Trading is a lot like dating. Being a jerk may pay off in the short run, but being a gentleman will get you farther in the end. Part of the reason many fantasy owners are averse to making trades is the fear of being taken advantage of. And it’s true; many of the most active wheelers and dealers aggressively foist offers on other owners, sometimes with no regard for how the deal would affect the trading partner’s team.

“Wait, why would I trade Victor Cruz for Philip Rivers when I have Tom Brady and RGIII?” 

“Does he actually think I’m going to trade my last healthy RB for Brandon Pettigrew?”

A trade is not a raid on another fantasy owner’s roster. It’s not a violent act of taking what you want. The other owner shouldn’t want to call a crisis center after the deal is processed. Even if your victims gave consent and clicked “accept,” they will realize later that you had your way with them.

“Man, if that guy is ever desperate for a quarterback, I’ll loot his whole roster before I give him one.”

On the other hand, a consensual trade opens the door for future consummations. The partner you treated well in the past might soon be eyeing your roster again, reminisce fondly about the deal you once shared, and pick up the phone again. You want people to think another mutually gratifying exchange is in the offing.  Isn’t it nice to get that call, text or email that shows you were first to come to mind when someone’s in the mood?

If you ignore your girlfriend’s needs, she won’t be your girlfriend for long. And if you’re oblivious to what your trading partner is telling you, your offers will be coldly rebuffed. The same goes for counter offers…

Captain Munnerlyn’s Navy Offers Short and Kerley’s:

Alfred Morris

Reggie Wayne 

In Exchange For:

Peyton Hillis

Wes Welker 

The trade is rejected. Then the counter-offer comes in… 

Short and Kerley’s Offers:

Andy Dalton

Roy Helu

Greg Little 

In Exchange For:

Drew Brees

Adrian Peterson

Hakeem Nicks

What the hell? That’s not a counter, it’s another deal entirely, and an insulting one to boot. Don’t take the players your partner is targeting off the table—just name the price you can live with. And frame it that way.

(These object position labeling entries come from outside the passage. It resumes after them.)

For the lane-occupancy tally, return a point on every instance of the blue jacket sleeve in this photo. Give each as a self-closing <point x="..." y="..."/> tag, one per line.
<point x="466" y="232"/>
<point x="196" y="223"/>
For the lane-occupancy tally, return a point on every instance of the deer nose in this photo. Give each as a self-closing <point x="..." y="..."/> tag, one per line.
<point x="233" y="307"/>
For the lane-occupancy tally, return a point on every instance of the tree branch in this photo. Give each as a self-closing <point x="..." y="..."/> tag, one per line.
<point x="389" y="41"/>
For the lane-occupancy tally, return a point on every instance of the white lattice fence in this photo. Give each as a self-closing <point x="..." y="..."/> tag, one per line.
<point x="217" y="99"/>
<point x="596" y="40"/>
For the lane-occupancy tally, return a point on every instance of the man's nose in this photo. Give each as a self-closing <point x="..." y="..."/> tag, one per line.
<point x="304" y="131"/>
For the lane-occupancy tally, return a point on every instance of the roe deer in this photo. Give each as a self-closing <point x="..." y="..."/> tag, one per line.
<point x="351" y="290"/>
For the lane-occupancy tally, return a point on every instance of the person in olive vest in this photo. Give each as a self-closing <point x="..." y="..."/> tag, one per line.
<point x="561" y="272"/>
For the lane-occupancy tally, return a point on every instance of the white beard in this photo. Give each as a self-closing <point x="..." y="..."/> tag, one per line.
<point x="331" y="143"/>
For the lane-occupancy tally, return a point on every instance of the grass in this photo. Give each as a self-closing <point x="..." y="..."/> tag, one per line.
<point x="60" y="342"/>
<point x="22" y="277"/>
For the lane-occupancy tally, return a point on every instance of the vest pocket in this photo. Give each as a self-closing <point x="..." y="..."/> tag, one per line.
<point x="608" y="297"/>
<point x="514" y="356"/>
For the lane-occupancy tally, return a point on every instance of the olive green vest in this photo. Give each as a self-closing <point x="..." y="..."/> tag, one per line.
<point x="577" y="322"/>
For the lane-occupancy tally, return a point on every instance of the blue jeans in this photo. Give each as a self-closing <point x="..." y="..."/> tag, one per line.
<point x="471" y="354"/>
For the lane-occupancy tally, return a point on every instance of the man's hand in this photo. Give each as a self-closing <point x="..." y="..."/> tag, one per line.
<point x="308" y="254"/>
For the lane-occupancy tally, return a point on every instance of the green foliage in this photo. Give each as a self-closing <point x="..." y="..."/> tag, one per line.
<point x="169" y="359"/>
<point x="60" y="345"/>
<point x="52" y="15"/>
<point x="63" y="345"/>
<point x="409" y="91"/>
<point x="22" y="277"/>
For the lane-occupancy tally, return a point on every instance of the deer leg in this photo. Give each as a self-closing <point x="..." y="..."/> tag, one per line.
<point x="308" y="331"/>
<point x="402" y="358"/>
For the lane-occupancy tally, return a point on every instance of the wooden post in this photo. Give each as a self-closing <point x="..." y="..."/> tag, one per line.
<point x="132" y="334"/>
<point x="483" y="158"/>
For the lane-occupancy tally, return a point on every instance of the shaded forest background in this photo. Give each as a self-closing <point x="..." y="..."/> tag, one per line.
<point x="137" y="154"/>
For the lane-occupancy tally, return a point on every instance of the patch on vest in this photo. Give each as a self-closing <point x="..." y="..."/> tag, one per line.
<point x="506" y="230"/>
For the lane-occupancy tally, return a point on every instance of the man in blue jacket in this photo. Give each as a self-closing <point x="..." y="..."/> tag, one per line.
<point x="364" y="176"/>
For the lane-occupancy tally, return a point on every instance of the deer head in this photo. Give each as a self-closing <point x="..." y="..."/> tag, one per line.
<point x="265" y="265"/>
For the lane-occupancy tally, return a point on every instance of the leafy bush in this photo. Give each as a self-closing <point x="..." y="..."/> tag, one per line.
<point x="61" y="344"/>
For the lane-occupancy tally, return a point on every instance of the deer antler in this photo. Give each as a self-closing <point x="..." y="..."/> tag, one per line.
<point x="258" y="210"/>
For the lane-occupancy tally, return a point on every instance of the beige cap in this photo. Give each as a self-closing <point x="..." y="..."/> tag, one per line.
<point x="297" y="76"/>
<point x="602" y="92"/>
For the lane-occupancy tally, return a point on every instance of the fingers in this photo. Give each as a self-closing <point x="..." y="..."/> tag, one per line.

“While I could really use a reliable backup quarterback, to give up Martin, I’ll need Ridley as well.”

When a man approaches a woman in a bar, it’s understood that he has to impress her with his proposition. He wants her attention and has to prove why she should give it to him. Similarly, a trade offer’s recipient has the advantage. Your offer should immediately make sense, fulfill a need, address a weakness and not create a new one. The girl in the bar has had enough jerks in her life. She’s looking for someone who will make her happy. Maybe the fantasy owner needs to fill a hole at running back. Same principle.

But just as the girl in the bar shouldn’t be too stuck up about it, neither should the fantasy owner. If you receive a fair and respectful offer, don’t immediately ask for twice as much in the name of negotiating.

“You really want Julio, huh? Well, you can have him… For Megatron and McCoy.”

When Guy offers to buy Girl a drink, she shouldn’t order the most expensive drink on the menu. Knowing the owner making the offer really wants a player is an opportunity to extract full value for the player, not an invitation for roster pillaging. If you want a second date or future trades, it builds goodwill to graciously accept a clearly worthy offer. If you feel you can sweeten the deal further, ask for a backup as a throw-in. But don’t order the lobster.

Of course, the one-night-stand or “hate trade” is an option if you never want to deal with someone again. But whether it’s dating or fantasy football, long-term relationships are the most rewarding.